I just had stage one at Litchfield -while i was there i also saw another GT-R with wheel spacers - 30mm - Looked great so go them fitted but now.............not so sure.

I have read some posts saying it wont effect performance whatsoever and others saying not to do it etc. Can also cause damage to arches??

Does it affect handling a lot?

Litchfield is top place so would be surprised if they would fit anything that would have detrimental effect

can anyone help/advise pls. The car is currently at Middlehust so might get them taken off

Thanks

Alex


----------



## CT17 (Mar 25, 2011)

Personally I am not a fan of wheel spacers.
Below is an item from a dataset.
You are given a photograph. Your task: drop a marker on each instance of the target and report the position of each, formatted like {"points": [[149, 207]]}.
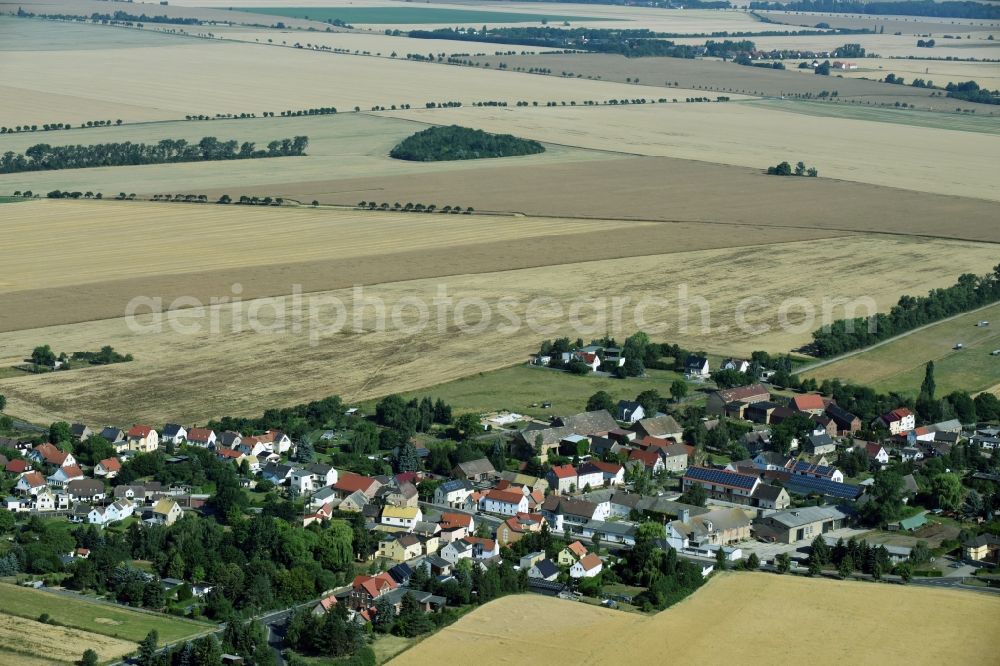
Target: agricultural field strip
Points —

I'm sure someone with more of a technical insight can say if they are good or bad, but in my view the wheel is in the location it is for a reason. Like set pressure on wheelbearings and suspension.

Moving it out by 30mm probably has minimal effect, but if it was supposed to be there why didn't they build them like that?

I've only every used small spacers (less than 10mm) if I couldn't get huge brakes to fit. But that's on other cars.


----------



## Adamantium (Jun 24, 2002)

It does put a bigger load on bearings and suspension and is or good for steering feel since you are moving the wheel centres further from the pivot and so have to drag the wheels round as you turn the wheel.


----------



## alexbennett306 (Mar 24, 2009)

many thanks for replies - much appreciated


----------



## cerealuk (Nov 20, 2011)

I've got 25mm on my 350z and have had no problems but then its not exactly a gt-r. The zed needed then though as the wheels just dissapear into those arches!


----------



## FLYNN (Oct 6, 2006)

If they are hub centric spacers, it is no different to having a wider wheel, or a different offset.


----------



## alexbennett306 (Mar 24, 2009)

many thanks for replies - had them taken off just to be safe - car just had 36month service - i love the GTR and happy i changed (had R8) before. Everyone talks about how cheap it is (albeit in a relative sense) but no one - and I mean journalists really - seem to every mention the running costs. Which I think are rather high (to say the least) - not that I am complaining!


----------



## _shaun_ (Jan 16, 2007)

Guys,

What about changing the wheels that have a lower offset (so same effect as spacers) but without fitting spacers....if that makes sense


----------



## M3AL (Jan 7, 2016)

I bought some H&R spacers for mine, they fill the arch perfectly and give it a real aggressive stance. Thumbs up for me on them


----------



## yasgtr (Feb 11, 2016)

M3AL said:


> I bought some H&R spacers for mine, they fill the arch perfectly and give it a real aggressive stance. Thumbs up for me on them


Hi what mm did you get and can I ask where from please? 

Thanks


----------



## Richie84 (May 1, 2017)

M3AL , do you have any before and after pics?


----------